Après trois ans d’existence le Soudan du Sud est toujours plongé dans une profonde tourmente. Le 54e pays du continent africain reconnu par l’Onu le 14 juillet 2011, est confronté à une grave crise humanitaire et à une guerre civile extrêmement meurtrière. Cette situation est due au conflit de pouvoir sur fond de pétrole (le Sud détenait 80 % des réserves pétrolières du Soudan au moment de la scission), opposant le président Salva Kiir et son rival et ancien vice-président Riek Machar.
Depuis le 15 décembre 2013, les partisans des deux rivaux s’affrontent dans un conflit sans merci, entraînant avec eux la population des ethnies Dinka (proche de Salva Kiir) et Nuer (de Riek Machar). Un conflit qui a fait plusieurs milliers de morts et 1,5 million de déplacés selon les différentes ONG. L’armée régulière fidèle au président Kiir et les hommes de Riek Machar sont accusés par l’Onu d’avoir commis des atrocités et des exactions épouvantables, des localités sont carrément rayées de la carte.

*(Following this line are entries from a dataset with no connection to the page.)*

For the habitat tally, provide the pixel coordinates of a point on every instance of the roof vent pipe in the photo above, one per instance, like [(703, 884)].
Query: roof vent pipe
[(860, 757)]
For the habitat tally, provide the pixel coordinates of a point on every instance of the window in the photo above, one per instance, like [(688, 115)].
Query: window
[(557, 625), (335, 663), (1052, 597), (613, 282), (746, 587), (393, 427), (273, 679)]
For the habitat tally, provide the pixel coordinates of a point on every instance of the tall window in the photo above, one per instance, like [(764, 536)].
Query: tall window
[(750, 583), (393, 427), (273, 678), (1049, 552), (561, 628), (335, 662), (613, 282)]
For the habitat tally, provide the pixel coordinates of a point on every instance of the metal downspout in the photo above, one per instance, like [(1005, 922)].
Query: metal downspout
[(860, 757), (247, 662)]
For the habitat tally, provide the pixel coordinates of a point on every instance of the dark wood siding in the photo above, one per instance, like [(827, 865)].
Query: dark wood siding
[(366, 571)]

Ils sont aussi accusés de ne pas avoir respecté le cessez-le-feu qui avait été conclu. Le secrétaire général des Nations-Unies, Ban Ki-moon, a une nouvelle fois appelé, mardi 8 juillet, les belligérants à déposer les armes. Washington a renvoyé, à son tour, dos à dos Salvar Kiir et Riek Machar. Trois cessez-le-feu sont en effet restés lettre morte, ce que regrette la vice-secrétaire d’Etat américaine chargée des Affaires africaines, Linda Thomas- Greenfield. « Trouver un accord de paix, c’est bien. Mais si vous ne l’honorez pas, on ne pourra pas aller très loin. Donc, nous encourageons les parties à honorer cet accord, à retourner à la table des négociations, et à se préparer à aller de l’avant, pour que ce pays puisse célébrer ce troisième anniversaire. Car nous sommes excités par ce troisièmeanniversaire, mais en ce jour anniversaire, des gens du même pays se livrent à une guerre, et c’est très triste », a-t-elle confirmé.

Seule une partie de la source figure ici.